Being down at the half-time break was hard for Burton but he challenged his boys to rise to the occasion and that they did.

“Give credit to STETHS, but at half-time I let them know that nothing is wrong with losing, but I would rather lose a final against a team that I know beat me and is better than me.

“But the first half that I saw, I wasn't seeing a team that was better than Edwin Allen. I was seeing some boys that I know if I challenged…I know we could beat them.

“I said to them, why come so far, just to come so far? That's what I said to them at half time,” he revealed.

Jahiem Harris was man-of-the-match in the final, but he also had a big impact in the semi-final, creating one goal and scoring another.

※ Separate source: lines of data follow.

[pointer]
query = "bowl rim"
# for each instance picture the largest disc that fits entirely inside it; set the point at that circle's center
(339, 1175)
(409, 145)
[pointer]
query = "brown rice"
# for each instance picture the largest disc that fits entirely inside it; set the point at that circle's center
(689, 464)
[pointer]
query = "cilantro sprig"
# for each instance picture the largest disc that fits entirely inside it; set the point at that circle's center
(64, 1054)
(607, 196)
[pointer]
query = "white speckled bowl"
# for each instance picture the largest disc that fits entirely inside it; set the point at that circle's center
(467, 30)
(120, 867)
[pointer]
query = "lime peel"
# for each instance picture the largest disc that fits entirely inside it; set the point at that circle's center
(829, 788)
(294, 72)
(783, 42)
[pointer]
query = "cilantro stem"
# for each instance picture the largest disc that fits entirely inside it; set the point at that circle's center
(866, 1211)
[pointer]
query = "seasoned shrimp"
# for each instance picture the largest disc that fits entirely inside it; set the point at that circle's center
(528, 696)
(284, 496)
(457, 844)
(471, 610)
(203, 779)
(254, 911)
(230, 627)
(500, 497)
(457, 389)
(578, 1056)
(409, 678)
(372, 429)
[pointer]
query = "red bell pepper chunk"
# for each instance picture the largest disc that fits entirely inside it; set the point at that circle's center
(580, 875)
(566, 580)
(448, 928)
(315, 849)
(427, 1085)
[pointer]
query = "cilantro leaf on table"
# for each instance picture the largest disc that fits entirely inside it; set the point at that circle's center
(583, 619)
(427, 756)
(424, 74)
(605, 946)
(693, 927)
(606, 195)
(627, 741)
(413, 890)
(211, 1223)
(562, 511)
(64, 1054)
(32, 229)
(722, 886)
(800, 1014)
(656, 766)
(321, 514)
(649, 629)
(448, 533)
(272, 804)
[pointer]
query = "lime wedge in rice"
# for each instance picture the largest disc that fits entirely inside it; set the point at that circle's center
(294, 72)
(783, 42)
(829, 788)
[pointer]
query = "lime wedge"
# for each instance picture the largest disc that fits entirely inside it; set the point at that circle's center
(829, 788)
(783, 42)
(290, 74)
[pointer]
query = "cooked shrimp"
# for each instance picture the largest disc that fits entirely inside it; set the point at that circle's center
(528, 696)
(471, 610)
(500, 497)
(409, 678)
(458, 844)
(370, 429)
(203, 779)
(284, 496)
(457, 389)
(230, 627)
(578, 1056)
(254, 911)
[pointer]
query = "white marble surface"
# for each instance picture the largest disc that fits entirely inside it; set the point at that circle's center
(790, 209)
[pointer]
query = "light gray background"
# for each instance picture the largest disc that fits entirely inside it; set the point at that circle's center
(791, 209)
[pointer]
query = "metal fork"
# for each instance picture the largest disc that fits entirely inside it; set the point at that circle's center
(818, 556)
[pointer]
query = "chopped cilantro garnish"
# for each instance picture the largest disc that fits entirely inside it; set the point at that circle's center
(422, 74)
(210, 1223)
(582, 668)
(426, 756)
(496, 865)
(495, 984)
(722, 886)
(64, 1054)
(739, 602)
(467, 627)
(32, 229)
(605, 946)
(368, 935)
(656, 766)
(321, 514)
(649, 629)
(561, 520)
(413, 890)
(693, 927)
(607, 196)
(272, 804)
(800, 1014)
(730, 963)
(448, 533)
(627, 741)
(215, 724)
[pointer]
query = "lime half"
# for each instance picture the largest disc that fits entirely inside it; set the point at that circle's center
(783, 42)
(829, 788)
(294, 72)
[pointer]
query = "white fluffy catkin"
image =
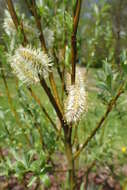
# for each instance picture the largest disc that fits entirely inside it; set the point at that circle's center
(76, 102)
(27, 63)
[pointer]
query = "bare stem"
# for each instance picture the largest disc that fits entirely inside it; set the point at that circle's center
(32, 8)
(74, 40)
(99, 125)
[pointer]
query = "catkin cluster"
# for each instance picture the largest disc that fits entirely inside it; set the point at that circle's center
(76, 102)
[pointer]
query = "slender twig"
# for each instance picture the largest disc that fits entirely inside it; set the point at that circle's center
(52, 99)
(99, 125)
(16, 22)
(32, 8)
(74, 40)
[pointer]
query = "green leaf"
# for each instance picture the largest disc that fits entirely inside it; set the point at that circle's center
(45, 179)
(32, 180)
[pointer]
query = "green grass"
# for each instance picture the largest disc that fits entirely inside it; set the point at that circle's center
(115, 123)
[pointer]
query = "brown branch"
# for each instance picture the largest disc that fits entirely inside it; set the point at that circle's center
(99, 125)
(74, 40)
(32, 8)
(15, 20)
(52, 100)
(42, 107)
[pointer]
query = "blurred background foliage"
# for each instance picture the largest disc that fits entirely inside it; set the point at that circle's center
(102, 43)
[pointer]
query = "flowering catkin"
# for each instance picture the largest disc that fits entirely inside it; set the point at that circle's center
(49, 37)
(76, 103)
(27, 63)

“His attitude at the training session before the Manchester High game was different for the better. I didn't say it to him, but a coach can recognise when someone is hungry, hungry for a win, I saw that in Jaheim,” Burton said of his star player.

“He applied himself in the Manchester High game and (Friday) he came through in the second half and showed his true quality.”

That semi-final game against Manchester High, who is coached by Vassell Reynolds, was the most pivotal game in the coaching career of Burton.

“The semi-final win was a very emotional win for me, because my first daCosta Cup coach, when I was a player, was Vassell Reynolds.

“After the win it was very emotional for both of us and the greatest thing about that was that throughout my coaching career, he has always supported me. I was even more confident (Friday) for the win because when a son beats his father, he has to be more confident to beat anybody else,” said a delighted Burton.

This Ben Francis Cup win now puts the boys on the map at a school where the girls dominate the headlines when it comes on to sports.